Menurut penjelasan Bapak Corinus, dalam perspektif agama nasrani, penyakit kusta juga dianggap sebagai penyakit yang menakutkan. Di mana ada sekitar 28 kali penyebutan tentang penyakit kusta dalam kitab perjanjian lama maupun perjanjian baru. Dan jumlah tersebut termasuk banyak.
Sementara mengenai perlakuan terhadap penderita kusta, dalam perjanjian baru diceritakan bagaimana Yesus menjamah orang yang terkena kusta dan menyembuhkannya.
Dari kisah ini kita dapat menyimpulkan bahwa Yesus mengajarkan untuk tetap berbuat baik kepada sesama termasuk kepada mereka yang sedang menderita kusta.
Kesimpulan
Dari uraian yang disampaikan oleh kedua narasumber di atas, dapat disimpulkan bahwa berlaku buruk kepada penderita kusta termasuk memberikan stigma bukan hal yang diajarkan oleh agama.
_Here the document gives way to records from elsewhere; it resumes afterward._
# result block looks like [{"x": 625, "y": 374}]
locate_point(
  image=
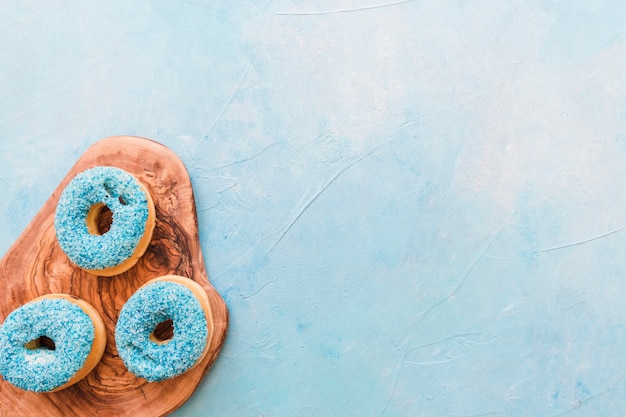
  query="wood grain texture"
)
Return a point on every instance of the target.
[{"x": 35, "y": 265}]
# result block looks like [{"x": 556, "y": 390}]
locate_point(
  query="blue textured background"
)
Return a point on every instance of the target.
[{"x": 411, "y": 209}]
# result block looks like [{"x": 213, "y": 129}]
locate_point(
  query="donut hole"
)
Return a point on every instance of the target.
[
  {"x": 42, "y": 342},
  {"x": 99, "y": 219},
  {"x": 163, "y": 332}
]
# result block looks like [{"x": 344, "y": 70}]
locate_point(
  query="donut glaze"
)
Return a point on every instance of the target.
[
  {"x": 78, "y": 337},
  {"x": 174, "y": 298},
  {"x": 119, "y": 248}
]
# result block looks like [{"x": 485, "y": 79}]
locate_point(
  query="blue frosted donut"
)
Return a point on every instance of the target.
[
  {"x": 178, "y": 299},
  {"x": 132, "y": 209},
  {"x": 78, "y": 338}
]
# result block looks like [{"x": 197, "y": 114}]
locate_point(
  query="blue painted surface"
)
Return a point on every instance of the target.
[{"x": 412, "y": 209}]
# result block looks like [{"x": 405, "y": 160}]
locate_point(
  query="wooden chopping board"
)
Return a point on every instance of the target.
[{"x": 35, "y": 265}]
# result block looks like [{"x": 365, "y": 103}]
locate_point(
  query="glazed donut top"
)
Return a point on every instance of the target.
[
  {"x": 126, "y": 199},
  {"x": 40, "y": 369},
  {"x": 149, "y": 306}
]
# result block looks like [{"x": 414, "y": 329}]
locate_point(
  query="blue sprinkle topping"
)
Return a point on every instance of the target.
[
  {"x": 149, "y": 306},
  {"x": 40, "y": 369},
  {"x": 123, "y": 195}
]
Bersikap waspada dan selalu berusaha agar terhindar dari peyakit kusta wajib dilakukan.
Misalnya dengan berdoa, menjaga kebersihan diri dan lingkungan, mencukupi tubuh dengan asupan gizi yang memadai, serta mencari informasi yang benar tentang kusta.
Namun mengucilkan dan memperlakukan penderita kusta bahkan orang yang sudah sembuh dari kusta (OYPMK) dengan buruk bukanlah cara yang baik dan bijaksana.
Justru kita harus mendorong mereka untuk segera berobat dan sembuh dari penyakitnya. Karena semakin cepat ditangani, risiko kecacatan dan juga penularan akan dapat diminimalisir.
Yuk bersama kita perangi kusta dengan menghilangkan stigma, menuju Indonesia bebas kusta.